Biological Control for Dengue includes use of larvivorous fish are recommended for control of Ae. aegypti in large water bodies or large water containers and Endotoxin-producing bacteria, Bacillus thuringiensis serotype H-14 (Bt H-14) has been found an effective mosquito control agent.

It is noteworthy that more effective and safer approaches to malaria control are now being used in many countries. For example, Vietnam reduced malaria deaths by 97% and malaria cases by 59% when they switched in 1991 from trying to eradicate malaria using DDT to a DDT-free malaria control program involving distribution of drugs and mosquito nets and widespread health education organized with village leaders. Mexico phased out DDT use in 2000 and implemented a successful integrated and community-based approach.

3. A number of people lost their lives due to this. why government is not banning the use of these chemicals?

The restriction permits indoor residual sprays of DDT in malaria control as per the WHO specifications for its production and following safety precautions for its proper use and disposal. Phasing out of DDT is delayed till an effective, affordable and safe alternative is available. In such a backdrop, the strong recommendation of WHO for indoor use of DDT to fight against malaria in September, 2006 that gave a clean bill to use of DDT to combat malaria where he vectors are still susceptible to DDT is believed to be the result of corporate influence especially from the pesticide industry.

The traditonal malaria control strategy has been the spraying of insecticides. Spraying of insecticides (DDT, HCH, Malathion)

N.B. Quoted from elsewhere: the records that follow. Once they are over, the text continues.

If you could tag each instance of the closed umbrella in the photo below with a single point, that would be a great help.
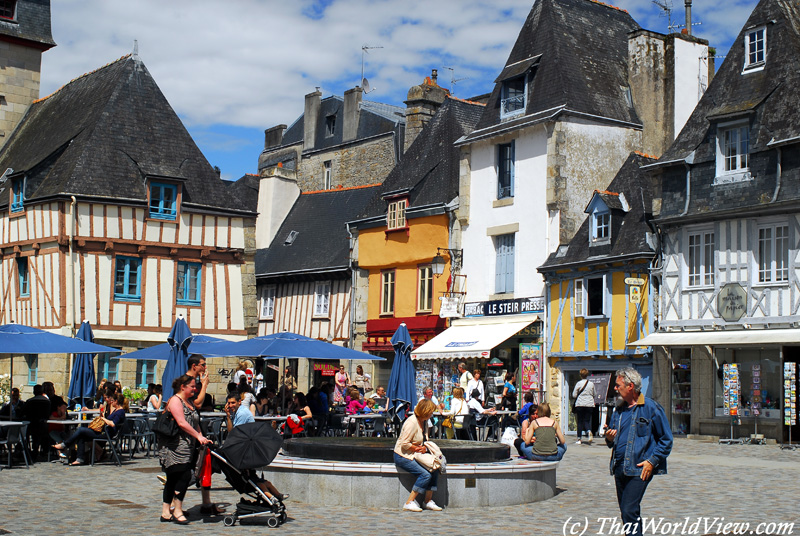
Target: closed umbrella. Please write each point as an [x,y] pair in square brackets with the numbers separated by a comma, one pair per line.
[179,339]
[402,380]
[82,383]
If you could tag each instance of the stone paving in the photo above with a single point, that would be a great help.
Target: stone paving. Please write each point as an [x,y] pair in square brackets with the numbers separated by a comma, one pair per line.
[740,483]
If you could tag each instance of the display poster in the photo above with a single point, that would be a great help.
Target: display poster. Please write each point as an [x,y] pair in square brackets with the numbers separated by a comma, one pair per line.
[531,361]
[789,393]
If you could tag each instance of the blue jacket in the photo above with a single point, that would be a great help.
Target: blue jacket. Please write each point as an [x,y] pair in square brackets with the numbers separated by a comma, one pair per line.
[649,438]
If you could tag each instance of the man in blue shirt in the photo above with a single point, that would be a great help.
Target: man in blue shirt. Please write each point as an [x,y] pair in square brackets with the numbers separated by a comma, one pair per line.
[641,440]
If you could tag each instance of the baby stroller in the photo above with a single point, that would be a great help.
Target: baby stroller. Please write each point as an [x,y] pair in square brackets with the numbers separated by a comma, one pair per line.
[248,447]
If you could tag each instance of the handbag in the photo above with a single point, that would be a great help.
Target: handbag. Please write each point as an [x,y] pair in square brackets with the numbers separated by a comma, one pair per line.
[585,385]
[98,424]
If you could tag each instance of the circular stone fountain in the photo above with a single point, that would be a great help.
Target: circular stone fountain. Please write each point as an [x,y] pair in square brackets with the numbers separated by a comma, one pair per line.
[357,471]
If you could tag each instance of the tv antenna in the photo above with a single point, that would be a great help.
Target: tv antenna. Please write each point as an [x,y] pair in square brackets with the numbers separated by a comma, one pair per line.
[454,80]
[364,82]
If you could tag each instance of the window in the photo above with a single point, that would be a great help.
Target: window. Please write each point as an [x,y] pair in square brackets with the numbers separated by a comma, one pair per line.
[601,227]
[755,48]
[107,367]
[505,170]
[32,360]
[579,302]
[504,265]
[387,292]
[24,280]
[145,372]
[512,99]
[734,149]
[127,284]
[163,201]
[7,9]
[330,126]
[425,288]
[326,174]
[268,302]
[701,259]
[322,299]
[188,283]
[17,195]
[773,253]
[396,214]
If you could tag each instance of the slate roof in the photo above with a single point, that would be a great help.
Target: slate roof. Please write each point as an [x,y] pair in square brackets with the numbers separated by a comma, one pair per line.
[32,24]
[769,99]
[628,229]
[102,134]
[322,243]
[583,65]
[430,167]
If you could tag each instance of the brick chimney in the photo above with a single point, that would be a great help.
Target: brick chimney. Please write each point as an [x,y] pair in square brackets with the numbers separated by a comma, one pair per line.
[310,119]
[421,105]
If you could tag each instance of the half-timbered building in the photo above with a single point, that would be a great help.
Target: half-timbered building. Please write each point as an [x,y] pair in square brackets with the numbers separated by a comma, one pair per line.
[730,226]
[110,213]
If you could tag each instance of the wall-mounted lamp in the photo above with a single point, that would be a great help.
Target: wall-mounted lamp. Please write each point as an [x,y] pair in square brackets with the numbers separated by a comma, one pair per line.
[438,262]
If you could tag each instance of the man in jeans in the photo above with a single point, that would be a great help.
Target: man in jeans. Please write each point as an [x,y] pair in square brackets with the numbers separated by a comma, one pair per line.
[641,440]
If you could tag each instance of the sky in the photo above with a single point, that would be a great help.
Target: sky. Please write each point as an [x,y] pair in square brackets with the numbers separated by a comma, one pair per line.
[233,69]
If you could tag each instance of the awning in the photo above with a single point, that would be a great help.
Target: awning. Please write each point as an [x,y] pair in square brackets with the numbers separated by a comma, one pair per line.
[471,337]
[720,338]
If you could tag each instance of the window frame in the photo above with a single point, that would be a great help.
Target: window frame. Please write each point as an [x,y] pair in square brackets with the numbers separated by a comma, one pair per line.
[750,51]
[125,296]
[774,273]
[388,282]
[705,277]
[163,213]
[326,288]
[267,299]
[505,191]
[186,287]
[396,214]
[23,279]
[424,288]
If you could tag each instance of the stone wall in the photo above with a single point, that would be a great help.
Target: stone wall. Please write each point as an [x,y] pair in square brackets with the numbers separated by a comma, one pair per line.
[355,164]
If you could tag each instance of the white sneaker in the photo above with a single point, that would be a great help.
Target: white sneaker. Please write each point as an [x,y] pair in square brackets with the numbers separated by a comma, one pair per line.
[430,505]
[413,506]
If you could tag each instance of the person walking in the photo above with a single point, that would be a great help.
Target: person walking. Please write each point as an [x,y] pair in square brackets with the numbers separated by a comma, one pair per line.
[640,440]
[583,393]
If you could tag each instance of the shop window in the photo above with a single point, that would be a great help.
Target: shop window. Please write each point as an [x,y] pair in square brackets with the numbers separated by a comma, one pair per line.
[24,279]
[322,299]
[188,283]
[700,258]
[127,284]
[504,263]
[760,380]
[268,302]
[145,372]
[425,289]
[505,170]
[773,253]
[387,292]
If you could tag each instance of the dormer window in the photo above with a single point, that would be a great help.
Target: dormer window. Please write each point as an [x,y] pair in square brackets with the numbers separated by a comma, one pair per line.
[396,214]
[512,99]
[755,48]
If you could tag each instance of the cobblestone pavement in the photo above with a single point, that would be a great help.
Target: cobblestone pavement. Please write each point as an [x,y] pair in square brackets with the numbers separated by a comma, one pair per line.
[740,483]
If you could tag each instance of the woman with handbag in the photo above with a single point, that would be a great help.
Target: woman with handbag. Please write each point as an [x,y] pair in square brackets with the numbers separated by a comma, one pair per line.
[411,441]
[176,453]
[83,434]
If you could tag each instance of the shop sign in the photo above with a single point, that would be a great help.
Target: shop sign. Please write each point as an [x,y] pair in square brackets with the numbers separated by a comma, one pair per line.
[326,369]
[731,302]
[505,307]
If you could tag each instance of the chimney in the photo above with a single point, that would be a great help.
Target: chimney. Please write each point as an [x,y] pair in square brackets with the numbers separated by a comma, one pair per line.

As to Malathion, there are two types of malathion that can be used in medical health effects research. One is the "purified form" (which is approximately 99.9% malathion) and the other is called "technical grade" (which is approximately 96.5% malathion). The technical grade is approximately 10 times stronger in causing death to laboratory animals.

Perhaps the most sensitive of all forms of wildlife to exposure to malathion are the "dwarf lizards." These reptiles perform a service consuming significant amounts of other small insects. Lizards were exposed to malathion at levels of only 1 milligram of malathion per kilogram body weight (mg/kg) - 2 mg/kg - and 3 mg/kg. Each dosage caused significant damage to the animal's livers, kidneys, and small intestines. Note, these exposure levels are extremely small as the amount needed to cause death in most mammals is well above 500 mg/kg.

The researchers concluded by stating "Uncontrolled use of malathion or related compounds will certainly endanger not only the lives of lizards but also affect food chain and ecological balance of nature negatively."

The currently used pesticides globally cause about 20,000 deaths annually by accidental and deliberate/intentional poisoning. Unsafe spraying practices, hazardous transport, lack of storage, leakage to agriculture and poor disposal of waste etc. are major unaddressed issues.

4. what are environmentalist doing against this ?

As a result of the campaign by environmentalists, India is a signatory to Stockholm Convention on persistent organic pollutants (POPs) that has identified DDT as one of the 12 POPs that are banned. But DDT ban has certain restrictions applicable to countries for its continued use. the ban exempts its use in public health emergencies like outbreaks of malaria.

Environmentalists are arguing with the policymakers saying that resurgence of malaria calls for paradigm shift from the insecticidal to the ecological approach such as free or low-cost access to neem oil. Research shows that the natural pesticide "pyrethrum" has characteristics which make it especially effective for eliminating biting mosquitoes without harming the environment or public health.